Non, putain je n'entend pas. Je suis à dix mille kilomètres de vous et de votre psychanalyse. Je suis bien, là, à regarder par la fenêtre. Le ciel est noir, mais il penche vers des éclaircies d'orange vers le bas. Il va bientôt faire nuit, le ciel est clair et l'air n'est pas pollué, l'air est froid ce soir. D'un froid glaçant qui te prends aux tripes, parce qu'on est en février.
Je n'aime pas l'hiver, mais avec l'air pur et le ciel sans nuages, c'est le meilleur moyen de voir les étoiles.
Les étoiles brillantes qui envahissent le ciel, toutes regroupées par petits tas ou bien toutes espacées en constellations géométriques. Elles brillent de toutes leurs forces. On dirait moi.
Les étoiles ne sont peut être pas si extraordinaires à l'intérieur. Juste un truc en fusion, qui se brûle les ailes à force de colère.
Et en façade elles sont étincelantes, elles donnent le change devant le reste du monde.
J'adore les étoiles.

-Alors, c'était comment?
J'entends des bruits derrière elle au téléphone.
-Tu fous quoi? Ça fait du bruit, c'est chiant.
Elle soupire. Et ça me fait sourire.
-Rien. Bon, c'était comment avec docteur Freud 2.0?
-Ultra casse couille. J'ai fait que regarder par la fenêtre. Ce vieux mec est super lourd, il pige rien. Je crois qu'il comprend pas à quel point j'ai pas besoin de lui. C'est un putain d'emmerdeur.
Ma mère passe devant moi en écarquillant grand les yeux et en ouvrant la bouche d'un air assommé.
J'éclate de rire, parce que je sais qu'elle se fout complètement de mon opinion sur mon psy, c'est juste pour les gros mots.
Aujourd'hui, tout le monde me fait rire.
Je me sens plus heureux que l'humanité toute entière.
Du moins, ce qu'il reste de l'humanité.

Le sol du balcon est froid, mais le ressenti du froid sur ma peau rougie ne me procure que du bien. Je suis assis en tailleur, et putain, il n'existe sûrement pas meilleur endroit.
Demain soir sera plus problématique. Je le sais, il le faut, mais je n'ai pas la force d'y penser. Il faut juste que je m'attache, que je m'agrippe, de toute mes forces, à des moments comme ça. Des moments où je me sens atrocement bien, perdu quelque part entre ces fichues étoiles et le carrelage gelé.
Ça ne sera pas facile d'oublier. C'est vrai, peut on réellement oublier quelque chose? Je crois que non. Je me souviendrais toujours de tout, j'aurais toujours ce réflexe de fuir en voyant des flics, j'aurais toujours l'impression que notre pays ne tient pas debout et qu'il va se casser la gueule. Non, je refuse d'oublier.
Je dois me souvenir de ce que ça fait de parler des constellations du ciel de novembre à Lil, de courir entre les sapins avec elle et de glisser dans la poudreuse.
Je dois me souvenir de son rire. De ce que ça fait à mes tripes et à mon cœur de l'écouter.
Je dois me souvenir de ce que ça fait de découvrir ces trucs clichés comme le bonheur quand ça fait des années qu'on est triste à en crever.
Ouais, je dois me souvenir, de tout. Avant que ça tombe dans l'oubli.

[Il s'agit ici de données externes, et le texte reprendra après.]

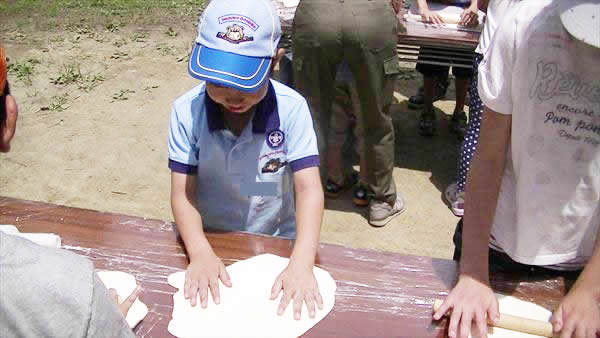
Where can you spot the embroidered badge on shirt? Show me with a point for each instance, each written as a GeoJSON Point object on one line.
{"type": "Point", "coordinates": [234, 34]}
{"type": "Point", "coordinates": [275, 139]}
{"type": "Point", "coordinates": [272, 166]}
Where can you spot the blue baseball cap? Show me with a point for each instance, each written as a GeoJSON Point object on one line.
{"type": "Point", "coordinates": [235, 44]}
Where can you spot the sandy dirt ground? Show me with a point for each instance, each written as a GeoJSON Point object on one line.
{"type": "Point", "coordinates": [92, 133]}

Je crève de froid, assis ici. Je ne sais pas vraiment comment l'exprimer, je me triture le cerveau pour trouver les bons mots.
C'est toujours comme ça. Tu ressens un truc stupéfiant et qui te cloue au sol mais les mots sont banals et sans intérêt. Ils ne donnent pas assez de valeur à ce qui représente tout un monde pour toi.
Ce soir, ça paraît être ma nuit.
Ce soir, j'ai les jambes qui me démangent tellement elles sont engourdies. Mais pourtant, je n'ai pas envie de bouger. Je suis stupéfait par le ciel, j'en absorbe chaque détail, chaque atome, et ça traverse ma peau, de part en part. Je m'en empreigne comme une éponge, jusqu'à exploser.
Je veux tout retenir, tout connaître par cœur.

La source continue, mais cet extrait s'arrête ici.